Top Chefs Weigh In On Cooking With Kids
David Hawksworth is poised to unveil his much-awaited eponymous restaurant in the beautifully transformed Rosewood Georgia Hotel. Instead of his familiar chef’s jacket, Hawksworth dons dust-covered denim, steel-toed boots and a construction hat. His keen eye manages the construction team as stealthily as his culinary teams, a level of perfectionism that transfers easily. As we talk about kids, nutrition and a passion for food, a lesser known side to this celebrated chef shines through.
I’m always curious to know who dominates the kitchen in a chef’s home. Who does the cooking in your household?
You have a three-and-a-half-year-old son, Heston. How has your cooking changed since he came along and rocked your culinary world?
We’re eating much earlier. There’s less steak, more pasta and, at times, I’m making three different meals.
What is your biggest food challenge with Heston?

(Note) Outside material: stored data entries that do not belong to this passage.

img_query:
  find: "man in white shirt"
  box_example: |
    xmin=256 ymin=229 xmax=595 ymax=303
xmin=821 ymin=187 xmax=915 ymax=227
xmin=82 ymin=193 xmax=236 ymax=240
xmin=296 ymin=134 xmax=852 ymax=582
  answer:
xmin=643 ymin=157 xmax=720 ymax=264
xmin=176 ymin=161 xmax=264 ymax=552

It has to be cooked in a way that tastes good for someone of any age to enjoy it. If you overcook food or it isn’t fresh, people won’t want it—and that includes children.
Any other challenges?
Yes, getting him off the sweets when he’s been corrupted by Grandma.We don’t have apple juice or sugar in our house, so it really affects him. Food companies have marketed really well to kids and parents. I’ll give him yogurt, which seems healthy and yet he’ll be bouncing off the walls. Then I’ll take a closer look and realize there’s a ton of sugar in it.
So many parents struggle with getting their children to eat a variety of foods. Do you have the same problem with Heston?
If your child’s hungry enough he’ll eat. We do very little snacking and are active, so Heston is hungry and more willing to try new foods. Heston eats everything, even dim sum. When he tries something new, like broccoli, we tell him it’s “Superman Broccoli” like Willie Mitchell eats. Heston loves Willie, so he’s more than happy to eat it.
Where is your favorite place to eat out with Heston in tow?
Kirin for dim sum—the Richmond location is the best.
I once read that your Mom makes Christmas cake better than anyone. What would Heston say you make better than anyone?
Macaroni and cheese with a side of Superman broccoli.
Chef Pino Posteraro, of Cioppino’s Restaurant, took a moment to weigh in on the cooking with kids question as he was about to have a culinary adventure of his own—a trip to Paris with his youngest daughter. At the age of eight, she’s already proven a worthy companion for his ambitious itinerary of bistros and three-Michelin-star restaurants. “She fell in love with ratatouille,” Posteraro explains. “She then discovered a book that teaches children how to make everything in the movie and now she’ll eat anything—except snails.”
I understand that your mother was a skilled chef. What was your favourite meal of hers?
The best meal of my life was served by my mother during a power outage. I was 14 years old and she had to cook with the preserves and salt-cured foods we had stocked in the pantry. We’d made up to 700 jars of tomatoes to make it last through the winter. The flavour was unforgettable.
You’re passionate about health and, for a time, went to medical school. How does this translate in your family’s kitchen?
I’m very against pre-packaged foods and check the ingredients very carefully. It’s not like Europe, where fast food is a panini and fresh coffee. I must admit to giving in once in awhile, but overall we cook very fresh food—from garden to table.
Having four children, you must have at least one or two finicky eaters?
My children eat everything and have a sense of adventure about food—Greek, sushi, Chinese, everything.
Your children range in age from five to 17 years. Does that pose a dinnertime challenge?
It’s hard when we’re not on the same pace. I want to compensate for the time I’m away from the restaurant, so the kids are always there for the main event. For me, cooking is a legacy to be passed to my children, so they can, in turn, cook for their own children.
I understand that your daughter is now working at the restaurant. You have a reputation for running a tight ship, so what has this been like for you both?
The staff is like family to me, so it’s natural for her to be here. We sit together with the staff and have a meal before every shift, eating collectively as a family is one of the most important things to me.